Some teens get an after-school job. Paris McKenzie got an after-school career.
The precocious 16-year old opened her own store, Paris Beauty Supplyz, on Church Avenue in Flatbush last month. She even has an employee who is six years older than her.
“It’s not as awkward as you might think,” McKenzie told The Post of the managerial relationship. “Giselle is 22 and she is so kind and welcoming. It’s not like, ‘Oh this 16-year-old is bossing me around.’ ”
But McKenzie is very much in charge — and putting on a masterclass in the pandemic hustle. A senior at the High School for Human Services and Health Professions, she grew up working in her mother’s nearby salon, learning the tricks of the cosmetology trade, including hair and nails along with entrepreneurial skills.

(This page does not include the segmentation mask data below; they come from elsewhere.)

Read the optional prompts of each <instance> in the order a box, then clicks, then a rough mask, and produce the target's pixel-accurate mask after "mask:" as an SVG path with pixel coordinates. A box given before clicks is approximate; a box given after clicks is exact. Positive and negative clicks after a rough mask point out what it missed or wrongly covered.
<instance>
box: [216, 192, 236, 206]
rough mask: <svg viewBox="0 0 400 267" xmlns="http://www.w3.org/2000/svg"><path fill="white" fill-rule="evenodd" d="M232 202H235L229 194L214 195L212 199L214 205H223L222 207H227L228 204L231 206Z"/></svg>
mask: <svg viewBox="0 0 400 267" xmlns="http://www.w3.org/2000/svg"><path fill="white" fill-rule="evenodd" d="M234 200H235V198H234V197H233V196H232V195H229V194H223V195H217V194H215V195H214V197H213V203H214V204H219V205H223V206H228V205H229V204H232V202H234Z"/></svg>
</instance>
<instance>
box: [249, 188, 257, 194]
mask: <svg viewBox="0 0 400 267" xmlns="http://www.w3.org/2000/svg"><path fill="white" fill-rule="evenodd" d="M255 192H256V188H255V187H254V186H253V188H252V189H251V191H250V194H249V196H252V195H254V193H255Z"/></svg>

When a beauty shop in the neighborhood was shutting down, the landlord approached McKenzie because of her family connections on the block.
“We’ve been on the avenue for about 16 years and we know everything about it,” she said. Her 28-year-old brother, Oshane, a former Marine now studying mechanical engineering, signed most of the paperwork and created an LLC for his little sister. She said she made the financial commitment with money she had saved from toiling away in her mother’s salon.
During August, she and her family did renovations in the space including pulling up carpet and installing flooring, exposing brick walls and adding shelving. A sign was hung outside, incorporating the silhouette of the Eiffel tower into the bright pink name. When the doors opened Sept. 4, McKenzie tweeted out her excitement.
“I just became the youngest black owner of a beauty supply store at 16 years old! A simple retweet or like can help support,” she wrote alongside a picture of her standing by the storefront.
There was nothing “simple” about the response. The post boomeranged around social media, garnering 139,800 likes and over 57,000 retweets. The store’s Instagram following shot from about 60 to more than 13,000.
“It feels amazing, but at the same time I haven’t fully wrapped my head around it,” McKenzie said of being a shop owner.
As the praise flowed in, so did some haters.
“There are people out there who tell you that you are too young to do this or that. I feel like I have proved people wrong,” McKenzie said. “There will still be the comment, ‘She can’t be the owner. it’s illegal.’ ” (Her brother is technically the guarantor.)
But the online attention has brought in lots of curious customers, including from as far away as North Carolina. “One person came in and said her nephew in Antigua saw the post and told her to check it out,” McKenzie recalled.
She’s also become a magnet for parents who want their own children to soak up her drive — turning her shop into a kiddie “Shark Tank.”
“One of the best things is parents come in and bring their children to meet me and ask me questions. They ask me how I do it, and I try to give good advice,” she said. “One girl was 9 and she wanted to start a lemonade stand and a lip gloss brand, so we sat down and talked about potential brand names.”
Some of McKenzie’s teachers from her middle school days at Brooklyn’s North Star Academy have asked her to participate in career day. She notes that she’s fortunate to have a great mentor in her beautician mother, Senica Thompson, an immigrant from Jamaica.
“I mostly look up to my mother: her life story and how she built herself in this country,” she said. “I always turn to her for motherly and business advice. She is so wise and smart.”
Despite her fast success in the beauty business, the soft-spoken teen — who loves to unwind by watching reruns of “House” and “Scandal” (“Kerry Washington is my biggest hero after my mom,” McKenzie said) — isn’t going to pursue an MBA.
Instead, she’s eyeing pre-med programs at schools including Georgetown, Hampton, Howard and Johns Hopkins, with plans to become a pediatric orthopedic surgeon.
“I don’t want to limit myself to New York schools,” said McKenzie. But she doesn’t plan on abandoning her shop when she goes away. Rather, she hopes to make it more self-sufficient and get her family up to speed so they can help the store run smoothly in her absence. “I always feel I can do more.”